Do I really need a PT’s approval for sex? Will she be more understanding if I explain that it started with burgers?

The scene: Me and my friend DJ — 35, medium brown, attractive, male, an Army vet who, save for his close-shaven fade, looks too easygoing to ever have been in uniform — waiting for a table at a restaurant serving burgers whose calories he suggested I burn off with sex.

“That’s not just me trying to be inappropriate,” he said. “I’ve heard it can help with back problems, you know, because of the release.”

I had heard in DJ’s suggestion a chance at redemption. It gave me hope I could be the woman he had seen when he met meat a professional networking event about two months before my injury. DJ told me he had watched me for almost half an hour that night, waiting for a moment to talk to me.

We tried dating then. I told myself my allure for him was sexual, but I felt girlish and awkward the first night we had sex. The dress I had chosen for the evening — a floor-length pink halter sundress that accented my shoulders and made my A cups look purposeful — couldn’t outwit my afro puffs and the permission I had secured from my mom to leave the house at 10 p.m. on a Tuesday. Me: “Hey, I’m going out. Can you move your car? You’re parked behind me.” Her: “Going out where?” Nearly a year later, I still wanted to live up to the potential of the woman DJ first saw.

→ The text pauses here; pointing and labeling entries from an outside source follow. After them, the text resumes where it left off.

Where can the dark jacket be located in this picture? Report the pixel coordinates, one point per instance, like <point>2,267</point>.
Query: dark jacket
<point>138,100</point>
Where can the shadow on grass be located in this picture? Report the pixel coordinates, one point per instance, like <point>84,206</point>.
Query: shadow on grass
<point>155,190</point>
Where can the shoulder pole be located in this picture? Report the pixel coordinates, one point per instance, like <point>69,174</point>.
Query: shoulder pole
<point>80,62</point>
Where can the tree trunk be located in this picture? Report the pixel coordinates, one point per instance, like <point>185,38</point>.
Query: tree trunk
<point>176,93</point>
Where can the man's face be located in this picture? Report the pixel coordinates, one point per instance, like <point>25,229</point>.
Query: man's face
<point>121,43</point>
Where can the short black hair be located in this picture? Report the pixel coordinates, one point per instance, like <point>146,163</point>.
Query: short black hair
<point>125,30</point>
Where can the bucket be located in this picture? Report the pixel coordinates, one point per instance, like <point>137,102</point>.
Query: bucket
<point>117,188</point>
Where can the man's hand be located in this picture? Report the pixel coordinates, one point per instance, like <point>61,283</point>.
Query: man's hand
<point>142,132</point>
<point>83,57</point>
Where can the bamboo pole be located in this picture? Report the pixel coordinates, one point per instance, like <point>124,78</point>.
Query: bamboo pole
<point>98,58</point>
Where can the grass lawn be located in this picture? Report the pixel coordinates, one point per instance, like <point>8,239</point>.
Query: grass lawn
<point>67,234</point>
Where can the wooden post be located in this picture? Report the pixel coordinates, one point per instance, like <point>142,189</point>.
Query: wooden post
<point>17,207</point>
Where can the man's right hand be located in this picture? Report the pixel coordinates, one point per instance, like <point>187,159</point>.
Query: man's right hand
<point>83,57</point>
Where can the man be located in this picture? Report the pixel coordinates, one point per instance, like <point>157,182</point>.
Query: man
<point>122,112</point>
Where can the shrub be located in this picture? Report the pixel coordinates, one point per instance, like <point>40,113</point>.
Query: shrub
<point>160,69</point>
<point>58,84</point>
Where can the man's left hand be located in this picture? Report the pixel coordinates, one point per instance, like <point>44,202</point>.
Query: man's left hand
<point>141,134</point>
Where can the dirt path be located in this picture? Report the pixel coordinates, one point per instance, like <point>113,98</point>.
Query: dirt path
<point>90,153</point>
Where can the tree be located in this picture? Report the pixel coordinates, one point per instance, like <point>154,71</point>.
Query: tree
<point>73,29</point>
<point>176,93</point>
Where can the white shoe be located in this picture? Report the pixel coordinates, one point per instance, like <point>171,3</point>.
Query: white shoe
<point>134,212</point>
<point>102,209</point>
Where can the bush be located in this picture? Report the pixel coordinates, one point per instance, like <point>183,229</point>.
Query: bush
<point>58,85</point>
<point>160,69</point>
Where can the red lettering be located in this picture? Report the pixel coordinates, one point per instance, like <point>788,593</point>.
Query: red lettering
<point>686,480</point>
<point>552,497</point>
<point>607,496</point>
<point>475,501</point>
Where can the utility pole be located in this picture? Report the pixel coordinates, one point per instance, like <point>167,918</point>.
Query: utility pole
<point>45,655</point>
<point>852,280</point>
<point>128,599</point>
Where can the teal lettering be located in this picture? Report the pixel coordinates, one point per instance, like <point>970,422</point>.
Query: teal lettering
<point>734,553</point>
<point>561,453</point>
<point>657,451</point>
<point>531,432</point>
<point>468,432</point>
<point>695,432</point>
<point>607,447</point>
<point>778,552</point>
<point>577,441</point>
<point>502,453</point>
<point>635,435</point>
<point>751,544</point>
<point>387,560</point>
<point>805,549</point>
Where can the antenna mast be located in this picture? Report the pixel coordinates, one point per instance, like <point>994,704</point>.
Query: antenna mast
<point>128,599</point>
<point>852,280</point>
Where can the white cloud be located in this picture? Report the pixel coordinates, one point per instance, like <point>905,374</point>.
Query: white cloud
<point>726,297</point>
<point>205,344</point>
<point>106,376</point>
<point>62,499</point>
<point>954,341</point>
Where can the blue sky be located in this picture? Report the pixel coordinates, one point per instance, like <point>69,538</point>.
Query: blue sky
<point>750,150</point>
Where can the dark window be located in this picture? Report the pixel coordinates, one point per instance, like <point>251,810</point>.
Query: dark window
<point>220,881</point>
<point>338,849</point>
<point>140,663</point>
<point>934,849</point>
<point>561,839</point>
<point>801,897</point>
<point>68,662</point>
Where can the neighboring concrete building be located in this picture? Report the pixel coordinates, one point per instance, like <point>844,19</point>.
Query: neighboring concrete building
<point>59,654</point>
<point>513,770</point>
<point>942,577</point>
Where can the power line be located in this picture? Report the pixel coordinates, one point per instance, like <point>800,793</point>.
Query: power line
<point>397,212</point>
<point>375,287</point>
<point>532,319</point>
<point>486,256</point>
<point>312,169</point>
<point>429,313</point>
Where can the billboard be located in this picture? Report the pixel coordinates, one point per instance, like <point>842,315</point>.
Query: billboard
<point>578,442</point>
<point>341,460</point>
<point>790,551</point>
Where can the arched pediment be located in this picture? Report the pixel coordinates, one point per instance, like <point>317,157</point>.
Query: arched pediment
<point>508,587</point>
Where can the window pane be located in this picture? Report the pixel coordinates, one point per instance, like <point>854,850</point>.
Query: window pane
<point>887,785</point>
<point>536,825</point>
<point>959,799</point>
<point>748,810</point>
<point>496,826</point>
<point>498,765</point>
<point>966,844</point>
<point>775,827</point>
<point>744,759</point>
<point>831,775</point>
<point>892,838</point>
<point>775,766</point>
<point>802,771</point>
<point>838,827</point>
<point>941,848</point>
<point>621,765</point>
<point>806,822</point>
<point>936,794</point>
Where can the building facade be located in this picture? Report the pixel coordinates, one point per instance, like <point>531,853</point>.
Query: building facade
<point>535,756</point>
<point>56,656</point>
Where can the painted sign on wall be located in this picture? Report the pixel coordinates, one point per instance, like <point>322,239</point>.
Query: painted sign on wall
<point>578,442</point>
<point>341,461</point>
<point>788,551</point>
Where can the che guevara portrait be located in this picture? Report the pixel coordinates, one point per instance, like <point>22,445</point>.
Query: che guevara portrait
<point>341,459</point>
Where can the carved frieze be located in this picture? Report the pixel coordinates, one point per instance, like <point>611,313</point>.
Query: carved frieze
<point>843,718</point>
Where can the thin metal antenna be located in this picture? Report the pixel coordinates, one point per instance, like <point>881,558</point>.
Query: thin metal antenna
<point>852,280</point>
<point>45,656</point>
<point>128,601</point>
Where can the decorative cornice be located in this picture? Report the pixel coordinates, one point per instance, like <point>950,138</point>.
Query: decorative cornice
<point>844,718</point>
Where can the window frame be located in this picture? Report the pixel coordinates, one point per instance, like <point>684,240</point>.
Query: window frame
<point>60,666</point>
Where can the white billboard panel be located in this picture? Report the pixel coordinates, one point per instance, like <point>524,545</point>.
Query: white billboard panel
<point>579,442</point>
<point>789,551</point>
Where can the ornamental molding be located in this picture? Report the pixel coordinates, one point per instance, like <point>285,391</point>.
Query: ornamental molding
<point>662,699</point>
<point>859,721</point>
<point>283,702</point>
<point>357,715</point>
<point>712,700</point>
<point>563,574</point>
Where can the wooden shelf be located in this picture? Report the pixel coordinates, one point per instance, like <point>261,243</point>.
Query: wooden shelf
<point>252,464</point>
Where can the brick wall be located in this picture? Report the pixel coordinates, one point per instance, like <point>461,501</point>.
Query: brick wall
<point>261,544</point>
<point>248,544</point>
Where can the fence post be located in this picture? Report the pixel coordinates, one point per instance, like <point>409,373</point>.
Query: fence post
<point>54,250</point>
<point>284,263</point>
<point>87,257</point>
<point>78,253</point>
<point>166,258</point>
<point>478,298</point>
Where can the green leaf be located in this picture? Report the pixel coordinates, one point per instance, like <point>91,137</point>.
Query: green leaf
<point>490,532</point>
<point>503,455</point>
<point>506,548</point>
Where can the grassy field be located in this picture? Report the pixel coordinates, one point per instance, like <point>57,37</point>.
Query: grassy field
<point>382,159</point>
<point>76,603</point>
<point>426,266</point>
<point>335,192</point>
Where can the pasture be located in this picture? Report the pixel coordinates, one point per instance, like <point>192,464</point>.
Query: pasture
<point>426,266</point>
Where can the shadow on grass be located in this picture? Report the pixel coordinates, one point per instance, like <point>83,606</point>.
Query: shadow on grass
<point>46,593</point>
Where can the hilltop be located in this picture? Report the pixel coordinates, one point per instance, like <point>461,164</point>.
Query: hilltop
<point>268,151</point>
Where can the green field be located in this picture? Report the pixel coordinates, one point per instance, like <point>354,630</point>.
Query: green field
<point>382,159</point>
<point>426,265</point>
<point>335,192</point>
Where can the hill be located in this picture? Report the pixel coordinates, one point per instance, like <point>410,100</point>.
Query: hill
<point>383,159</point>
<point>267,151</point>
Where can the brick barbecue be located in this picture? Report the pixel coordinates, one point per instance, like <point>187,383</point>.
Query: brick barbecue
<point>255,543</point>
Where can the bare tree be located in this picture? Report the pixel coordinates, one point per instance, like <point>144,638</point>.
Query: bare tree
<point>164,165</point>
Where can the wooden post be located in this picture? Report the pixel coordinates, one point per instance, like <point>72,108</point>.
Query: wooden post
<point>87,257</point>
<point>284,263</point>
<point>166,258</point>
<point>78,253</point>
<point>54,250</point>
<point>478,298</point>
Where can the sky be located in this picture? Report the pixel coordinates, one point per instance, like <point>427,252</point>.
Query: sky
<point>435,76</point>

A grown woman could enjoy just a release.

I say none of this to my PT. I cringe and wait.

“Oh, yeah, that’s okay.” My PT’s massage shifts to a rub. “Just keep the positions pretty standard. On top or on your side will probably be most comfortable for you. But yeah, of course, sex is fine. The release can even be good for you.”

 Of course sex is fine. In the four years since I broke up with Brian, no one has said this to me. In that moment, it feels like sex may always be fine, that years of awkwardness, of hating my body, of hearing that on my wedding night desire will return untamed after years of resisting it are gone. That the sacroiliac joint is functional, the pubic muscles will relax every time I open my legs. That the heart has forgotten its muscle memory.

Age 35

I’ve just told my doctor that the pain in my back resurfaces at about the same time every year, near the date I slid down a stripper fitness pole and ruptured a disc. The doctor, a resident at the teaching hospital Juan recommended for muscle manipulation therapy, let out an involuntary squeal and told the med school student interning with her that what I’ve described fits Dr. Robert Fulford’s theory about the body having memory.

In his book Touch of Life, Fulford writes, “An anniversary of an illness can make you recall the past memory of your pain and the details of your life since then, the bad as well as the good. Something about this process is weakening. … No one has a clue why this happens, but it’s my guess that traumas get imprinted either in the nervous system or in the muscles.”

Or, as my doctor summarized for her student, “Body remembers trauma. Pain comes back around the anniversary of the trauma.” Then she turned back to me, sitting in the examination chair. “Now I’m going to ask you something that will sound a little strange. Sometimes pain shows up again on an injury’s anniversary because the body wants to remind us not to return to whatever we did to cause the injury in the first place. I want you to think about that as I ask you, do you need this pain?”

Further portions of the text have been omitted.